Artists transform functional materials into symbolic statements

What is the end function of the products we use? That’s just one of the questions posed by the artworks featured in the UMKC Gallery of Art’s “Matter Matters” exhibit.

The new exhibit explores the use of materiality as an art form, transforming consumer goods from their functional, everyday uses into symbolic and aesthetic artworks.

At first glance, masks and wall hangings appear ordinarily beautiful, but upon further inspection viewers will notice the mask is made of plastic bottle caps and the hanging composed solely of used shotgun shells and plastic.

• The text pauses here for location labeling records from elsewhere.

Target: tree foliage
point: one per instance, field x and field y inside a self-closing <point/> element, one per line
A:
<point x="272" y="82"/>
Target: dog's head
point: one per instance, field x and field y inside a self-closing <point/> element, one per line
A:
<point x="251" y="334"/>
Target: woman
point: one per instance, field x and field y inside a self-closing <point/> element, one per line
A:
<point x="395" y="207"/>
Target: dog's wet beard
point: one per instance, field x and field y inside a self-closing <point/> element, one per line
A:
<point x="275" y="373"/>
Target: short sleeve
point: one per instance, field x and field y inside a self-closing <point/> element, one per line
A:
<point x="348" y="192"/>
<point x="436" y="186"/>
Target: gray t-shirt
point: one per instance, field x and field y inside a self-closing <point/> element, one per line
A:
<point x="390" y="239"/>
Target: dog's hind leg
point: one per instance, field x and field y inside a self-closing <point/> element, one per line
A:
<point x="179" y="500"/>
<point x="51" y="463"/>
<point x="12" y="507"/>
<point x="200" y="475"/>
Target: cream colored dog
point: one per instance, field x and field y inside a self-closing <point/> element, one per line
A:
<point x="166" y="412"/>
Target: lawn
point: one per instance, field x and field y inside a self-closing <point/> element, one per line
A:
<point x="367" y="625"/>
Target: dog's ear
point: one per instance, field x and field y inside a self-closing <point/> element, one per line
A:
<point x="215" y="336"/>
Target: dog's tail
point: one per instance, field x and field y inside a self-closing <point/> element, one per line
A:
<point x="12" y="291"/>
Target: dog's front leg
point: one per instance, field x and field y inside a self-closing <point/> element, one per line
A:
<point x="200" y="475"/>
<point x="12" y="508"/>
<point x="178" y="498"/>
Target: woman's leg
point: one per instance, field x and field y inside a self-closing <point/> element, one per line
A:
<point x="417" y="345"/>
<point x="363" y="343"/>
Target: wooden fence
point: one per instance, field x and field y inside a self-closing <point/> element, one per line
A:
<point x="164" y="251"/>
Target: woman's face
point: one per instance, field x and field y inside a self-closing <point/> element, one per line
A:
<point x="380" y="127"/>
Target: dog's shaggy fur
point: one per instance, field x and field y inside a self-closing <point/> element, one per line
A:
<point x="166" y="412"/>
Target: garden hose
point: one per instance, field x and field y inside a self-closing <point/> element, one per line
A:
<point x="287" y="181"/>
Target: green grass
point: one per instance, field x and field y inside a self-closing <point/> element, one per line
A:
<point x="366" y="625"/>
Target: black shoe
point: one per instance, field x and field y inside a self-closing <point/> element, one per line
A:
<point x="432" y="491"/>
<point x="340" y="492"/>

Industrial meets fine art in the exhibit, where sculptures are made of colorful trash cans and Crayola marker caps.

Ultimately, the exhibit focuses on expression rather than consumption, aesthetic forms rather than utilitarian. The artists seek to “invent new forms” and “celebrate and re-interpret materiality in our daily lives,” according to the exhibit’s description.

Karolina Gnatowski, Dan Gunn, Alex Lockwood, and Noël Morical are the artists featured in the exhibit. Each used recycled consumable media to create their pieces.

Every work approaches the theme in the artist’s own unique way, aiming to either “manifest in the mimicry of other materials, create new meaning, build narratives or manipulate scale,” according to the Gallery of Art’s description of the exhibit.

These approaches are hidden in plain sight as viewers walk throughout the gallery.

Materials used for the works include paracord, plastic bottle caps, used shotgun shells, yarn, lottery tickets, and wire.

“Matter Matters” is free to the public and will be open in the UMKC Gallery of Art until March 9, 2019.